Enquanto a carne produzida nos campos tem cor viva e gordura mais amarelada, a de confinamento é mais pálida e possui gordura mais branca. “O pasto tem carotenoides, que conferem a cor amarela à gordura. Já a cor da carne sofre influência das mioglobinas. O animal no pasto caminha mais, e precisa oxigenar a musculatura, o que aumenta o teor de mioglobina e origina a cor vermelha mais intensa na carne”, frisa a cientista.
Oportunidade de diferenciação no mercado
A pesquisadora ressalta que não há como afirmar que a carne produzida no Pampa é melhor, uma vez que a avaliação envolve fatores subjetivos. “No entanto, podemos garantir que ela é diferenciada por vários motivos. Um deles é que a alimentação do gado nos campos nativos pode formar um tipo de gordura com melhor qualidade nutricional, que é uma característica que tem despertado grande interesse do público”, conta. “O perfil lipídico dessa carne é comprovadamente mais saudável. Isso é um diferencial importante que pode e deve ser trabalhado como oportunidade de valorização no mercado.”
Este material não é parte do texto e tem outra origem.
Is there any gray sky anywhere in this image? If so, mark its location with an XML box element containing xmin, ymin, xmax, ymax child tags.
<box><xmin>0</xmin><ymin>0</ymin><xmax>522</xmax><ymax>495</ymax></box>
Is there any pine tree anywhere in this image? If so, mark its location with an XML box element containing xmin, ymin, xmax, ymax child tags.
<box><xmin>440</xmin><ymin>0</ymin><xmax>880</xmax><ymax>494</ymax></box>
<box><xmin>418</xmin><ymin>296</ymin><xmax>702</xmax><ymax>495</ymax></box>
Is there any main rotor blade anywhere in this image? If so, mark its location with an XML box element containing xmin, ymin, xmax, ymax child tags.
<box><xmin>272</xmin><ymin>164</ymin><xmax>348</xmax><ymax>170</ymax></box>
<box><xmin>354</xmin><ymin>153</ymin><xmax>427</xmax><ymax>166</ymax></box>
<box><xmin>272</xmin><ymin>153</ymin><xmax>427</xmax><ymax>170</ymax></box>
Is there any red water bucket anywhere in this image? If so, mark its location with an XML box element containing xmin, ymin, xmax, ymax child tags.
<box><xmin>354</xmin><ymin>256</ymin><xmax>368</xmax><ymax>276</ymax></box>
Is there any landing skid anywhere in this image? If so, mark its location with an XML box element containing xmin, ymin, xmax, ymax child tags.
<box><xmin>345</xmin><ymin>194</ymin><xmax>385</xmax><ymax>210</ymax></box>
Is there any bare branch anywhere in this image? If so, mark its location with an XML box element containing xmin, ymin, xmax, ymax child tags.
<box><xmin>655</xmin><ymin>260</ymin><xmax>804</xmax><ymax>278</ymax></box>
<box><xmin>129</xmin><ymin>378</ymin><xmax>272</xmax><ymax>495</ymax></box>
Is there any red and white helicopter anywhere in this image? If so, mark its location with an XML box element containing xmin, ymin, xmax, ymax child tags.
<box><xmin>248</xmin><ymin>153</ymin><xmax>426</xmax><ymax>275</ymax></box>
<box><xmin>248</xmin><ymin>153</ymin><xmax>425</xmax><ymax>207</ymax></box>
Conforme a chefe de Transferência de Tecnologia da Embrapa Pecuária Sul, Estefanía Damboriarena, iniciativas de valorização dessa carne por meio da diferenciação com uso de marcas coletivas já estão em andamento. “Temos como exemplo a Alianza del Pastizal, que coloca produtos com sua marca em uma grande rede de supermercados; a Apropampa, que está em fase de negociação para colocar no mercado produtos com uma marca coletiva; além das iniciativas das Associações de Raças, como a Associação Brasileira de Criadores de Hereford e Braford e Associação Brasileira de Criadores de Angus,” destaca.
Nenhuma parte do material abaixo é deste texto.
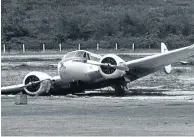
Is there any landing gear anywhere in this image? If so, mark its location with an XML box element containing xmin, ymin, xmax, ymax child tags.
<box><xmin>115</xmin><ymin>85</ymin><xmax>127</xmax><ymax>96</ymax></box>
<box><xmin>70</xmin><ymin>81</ymin><xmax>84</xmax><ymax>94</ymax></box>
Relação histórica entre a pecuária e o Pampa
Debate intenso na atualidade, a forma de produção animal cada vez mais interfere na decisão do consumidor no momento da compra. Pesquisas demonstraram que o cliente está disposto a pagar mais por produtos saudáveis, nutritivos e produzidos de maneira sustentável, ainda que o sabor provado não seja aquele ao qual está mais acostumado. “Existe um forte conceito na produção de carne na região do Pampa: o animal é criado livre, a presença da pecuária nesses campos ajudou a preservar o bioma, sua fauna e flora, além de ter constituído a história e a cultura do povo. O bioma é adaptado para a pecuária: aqui se conserva produzindo”, salienta Nalério.
Mais de dois séculos de pecuária extensiva
O bioma Pampa é formado basicamente por campos naturais com rica biodiversidade de espécies vegetais e animais, no Sul da América do Sul. Nesse cenário, há mais de dois séculos vem sendo praticada a pecuária, atividade econômica que utiliza os recursos naturais de forma sustentável, contribuindo para manutenção do ecossistema. Estudos apontam a existência de cerca de 450 espécies de gramíneas e 150 de leguminosas, muitas delas com enorme potencial forrageiro.
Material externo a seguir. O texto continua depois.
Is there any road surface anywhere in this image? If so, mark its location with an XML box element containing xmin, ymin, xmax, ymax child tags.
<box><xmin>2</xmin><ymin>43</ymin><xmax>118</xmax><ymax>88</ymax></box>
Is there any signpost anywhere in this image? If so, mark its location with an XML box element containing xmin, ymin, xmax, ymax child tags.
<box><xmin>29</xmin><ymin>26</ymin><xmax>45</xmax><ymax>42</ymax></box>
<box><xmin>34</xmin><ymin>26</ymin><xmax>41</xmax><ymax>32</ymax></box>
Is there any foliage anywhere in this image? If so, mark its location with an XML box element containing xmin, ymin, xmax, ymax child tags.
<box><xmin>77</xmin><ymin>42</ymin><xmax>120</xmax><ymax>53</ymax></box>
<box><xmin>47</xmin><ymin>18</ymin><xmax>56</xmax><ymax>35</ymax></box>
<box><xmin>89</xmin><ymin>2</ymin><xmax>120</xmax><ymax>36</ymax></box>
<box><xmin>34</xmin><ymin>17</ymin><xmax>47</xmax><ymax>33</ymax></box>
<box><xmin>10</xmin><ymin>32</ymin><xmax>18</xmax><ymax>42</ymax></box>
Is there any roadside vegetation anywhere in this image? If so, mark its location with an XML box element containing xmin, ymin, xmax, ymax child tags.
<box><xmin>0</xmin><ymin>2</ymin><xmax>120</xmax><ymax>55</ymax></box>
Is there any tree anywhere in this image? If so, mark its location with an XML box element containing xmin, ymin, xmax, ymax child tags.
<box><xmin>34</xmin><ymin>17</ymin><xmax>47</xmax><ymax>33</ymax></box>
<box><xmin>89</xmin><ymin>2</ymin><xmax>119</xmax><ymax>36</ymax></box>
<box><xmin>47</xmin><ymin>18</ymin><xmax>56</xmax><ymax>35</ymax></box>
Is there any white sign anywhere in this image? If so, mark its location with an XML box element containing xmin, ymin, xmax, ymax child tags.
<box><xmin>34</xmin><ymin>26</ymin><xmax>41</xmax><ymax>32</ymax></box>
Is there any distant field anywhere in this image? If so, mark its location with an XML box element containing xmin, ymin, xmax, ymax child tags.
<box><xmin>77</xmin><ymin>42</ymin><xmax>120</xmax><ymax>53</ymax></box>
Pesquisas realizadas na Embrapa Pecuária Sul apontam que a exploração sustentável desse ambiente campestre pode ser uma estratégia bem-sucedida para a produção de carne na região. Para o pesquisador da Embrapa José Pedro Trindade, o manejo do campo nativo é o segredo para o desenvolvimento de uma pecuária rentável, com qualidade e que preserve o meio ambiente. “Nós estamos propondo um novo olhar do produtor em relação ao campo nativo. Um reconhecimento da riqueza dos recursos naturais dos campos sul-brasileiros e do seu potencial que possa resultar em processos produtivos duráveis e de qualidade”, ressalta.